I agree the married couple starting their lives out of the interferance of parents may help them develop a healthy relationship. But what about those parents who might be needing the support of their children? 😕
If there are rules in the joint family which regulate the relationship between everyone in the house , their responsibilities, and their privacy ..isn't it possible that such families may live comfortible, and don't have to loose the love and warm of living with the extended family? ..maybe working women can get help in taking care of their children from their mother, sisters in law?😕
Parents shouldn't be thinking of their kids as their default retirement investment. If they can, they should secure their future retirement days without having to depend on anyone. And i mean it in a nice way, trust me. Parents are, in our culture, over sacrificing. No parent needs to carry the burden of their 25 yr old jobless useless child and deplete their savings and energy. They spend their all lives rearing kids, giving up on small happiness, retirement is when they are set free. To relax and enjoy stress free lives.
But God forbid, if their health or financial status is not letting them do so, kids need to step up and take care of them. This is a natural thing to do, with or without joint family.
Coming to helping hand with kids for working couples, from my observation, parenting ideas definitely differ from generation to generation. Because in our culture people believe that "age = wisdom", grandparents tend to just follow what they did with their own kids irrespective of how the parents feel. There are no boundaries, everyone wants to enforce their beliefs. And more often than not one of the key caregivers which is child's mother or child's grandmother (because in ojr cultures dads usually do nothing🙄) , one will have to compromise. And many such compromises over the years leads to unpleasant energy and equation.

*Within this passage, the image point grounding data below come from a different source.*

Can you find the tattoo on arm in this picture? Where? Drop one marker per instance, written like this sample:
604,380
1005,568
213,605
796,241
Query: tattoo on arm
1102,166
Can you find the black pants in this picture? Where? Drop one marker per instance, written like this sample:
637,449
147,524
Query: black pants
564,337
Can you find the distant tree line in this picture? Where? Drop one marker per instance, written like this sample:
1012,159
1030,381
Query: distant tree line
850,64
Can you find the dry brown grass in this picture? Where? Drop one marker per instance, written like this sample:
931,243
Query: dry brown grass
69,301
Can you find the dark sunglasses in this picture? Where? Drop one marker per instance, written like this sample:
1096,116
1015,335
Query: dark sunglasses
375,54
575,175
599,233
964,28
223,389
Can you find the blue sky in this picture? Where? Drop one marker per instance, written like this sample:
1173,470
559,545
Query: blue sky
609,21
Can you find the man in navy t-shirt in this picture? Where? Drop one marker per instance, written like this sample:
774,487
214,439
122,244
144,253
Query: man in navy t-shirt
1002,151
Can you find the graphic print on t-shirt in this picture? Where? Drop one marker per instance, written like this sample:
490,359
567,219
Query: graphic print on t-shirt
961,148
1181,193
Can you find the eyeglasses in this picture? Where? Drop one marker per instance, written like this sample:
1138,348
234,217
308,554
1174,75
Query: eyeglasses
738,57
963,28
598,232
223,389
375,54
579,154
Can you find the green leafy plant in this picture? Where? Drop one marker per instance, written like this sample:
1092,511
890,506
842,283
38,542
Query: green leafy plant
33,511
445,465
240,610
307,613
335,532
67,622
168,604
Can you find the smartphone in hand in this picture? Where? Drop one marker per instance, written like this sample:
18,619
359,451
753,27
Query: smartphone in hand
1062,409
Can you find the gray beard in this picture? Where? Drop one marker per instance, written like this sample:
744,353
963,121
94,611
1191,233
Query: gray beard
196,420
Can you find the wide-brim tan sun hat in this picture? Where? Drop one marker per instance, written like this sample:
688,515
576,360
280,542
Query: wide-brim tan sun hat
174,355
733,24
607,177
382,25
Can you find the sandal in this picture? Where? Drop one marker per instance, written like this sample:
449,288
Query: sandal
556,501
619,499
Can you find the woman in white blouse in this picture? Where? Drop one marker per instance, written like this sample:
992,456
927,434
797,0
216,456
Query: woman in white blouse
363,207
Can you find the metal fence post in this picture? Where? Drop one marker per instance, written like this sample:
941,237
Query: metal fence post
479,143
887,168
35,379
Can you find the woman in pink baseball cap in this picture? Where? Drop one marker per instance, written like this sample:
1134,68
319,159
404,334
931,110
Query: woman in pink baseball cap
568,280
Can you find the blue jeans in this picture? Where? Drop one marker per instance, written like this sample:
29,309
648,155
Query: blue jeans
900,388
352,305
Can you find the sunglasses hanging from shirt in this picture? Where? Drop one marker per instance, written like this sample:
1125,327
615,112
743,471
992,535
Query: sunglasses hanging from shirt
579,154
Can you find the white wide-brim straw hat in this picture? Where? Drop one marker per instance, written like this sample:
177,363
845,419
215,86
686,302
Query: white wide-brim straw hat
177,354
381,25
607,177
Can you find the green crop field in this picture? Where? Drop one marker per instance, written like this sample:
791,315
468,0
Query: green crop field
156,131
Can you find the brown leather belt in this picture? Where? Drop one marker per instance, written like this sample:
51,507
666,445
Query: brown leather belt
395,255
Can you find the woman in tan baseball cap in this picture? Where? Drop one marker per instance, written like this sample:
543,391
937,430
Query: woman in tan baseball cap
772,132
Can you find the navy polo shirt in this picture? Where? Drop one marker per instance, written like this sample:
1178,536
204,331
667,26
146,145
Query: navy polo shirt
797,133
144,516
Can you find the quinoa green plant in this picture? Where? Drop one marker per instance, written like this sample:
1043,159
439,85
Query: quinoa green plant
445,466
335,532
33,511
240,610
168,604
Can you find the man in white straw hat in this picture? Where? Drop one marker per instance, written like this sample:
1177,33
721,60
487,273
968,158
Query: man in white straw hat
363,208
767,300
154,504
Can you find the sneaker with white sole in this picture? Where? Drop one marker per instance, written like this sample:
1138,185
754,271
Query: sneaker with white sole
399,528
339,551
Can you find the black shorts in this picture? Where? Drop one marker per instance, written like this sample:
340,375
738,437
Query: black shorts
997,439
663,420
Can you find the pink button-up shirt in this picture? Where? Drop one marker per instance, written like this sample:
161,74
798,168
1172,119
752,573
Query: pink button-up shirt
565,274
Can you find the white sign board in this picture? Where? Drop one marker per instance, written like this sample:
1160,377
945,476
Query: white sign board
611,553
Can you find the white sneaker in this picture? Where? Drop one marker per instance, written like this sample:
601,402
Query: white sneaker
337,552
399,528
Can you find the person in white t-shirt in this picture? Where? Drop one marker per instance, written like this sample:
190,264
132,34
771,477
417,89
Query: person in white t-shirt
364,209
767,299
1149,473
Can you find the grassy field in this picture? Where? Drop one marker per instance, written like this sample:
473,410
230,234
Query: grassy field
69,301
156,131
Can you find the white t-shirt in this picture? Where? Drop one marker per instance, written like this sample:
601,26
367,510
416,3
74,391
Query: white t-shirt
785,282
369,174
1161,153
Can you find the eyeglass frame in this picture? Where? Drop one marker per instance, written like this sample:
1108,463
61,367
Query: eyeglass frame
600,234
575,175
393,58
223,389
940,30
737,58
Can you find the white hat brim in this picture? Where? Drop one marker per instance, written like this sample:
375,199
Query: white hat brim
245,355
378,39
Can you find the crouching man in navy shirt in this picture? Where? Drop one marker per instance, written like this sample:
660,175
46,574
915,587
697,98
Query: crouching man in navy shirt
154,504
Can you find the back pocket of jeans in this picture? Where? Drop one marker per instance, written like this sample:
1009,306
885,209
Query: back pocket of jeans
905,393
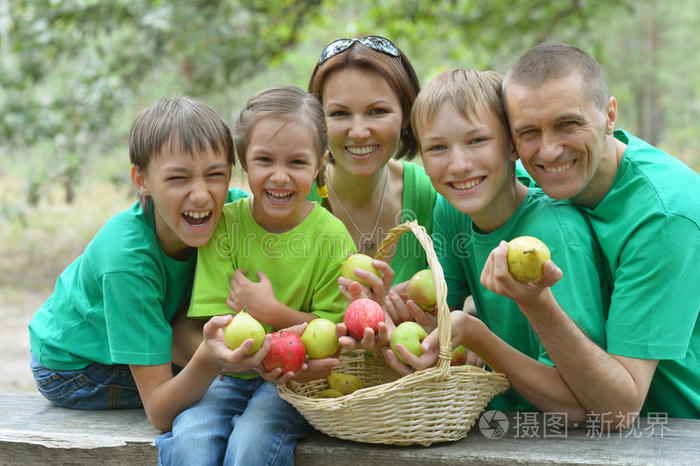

Coming to the point where there are rules to maintain the peace of the household. Usually any kitchen related rules will ne made by the senior most lady in the family and all other rules will be made the oldest male member. If they fail to see the views of the younger generation, at least 1 person in the family will be suppressed by every such rule evem if it is based on majority support. Imagine if rule of the household is only sarees or suits in the house and 1 out of 5 bahus wants to wear a nightdress, but she can't. Majority doesn't mean everyone is equally happy. What if one couple wants to go out, eat and have fun outside more than others. They can't do that, as per their liking, without offending someone.
Two is company, three is crowd. Living in a joint family means giving up on lot of yoir personal freedom amd choices to keep the household running smoothly.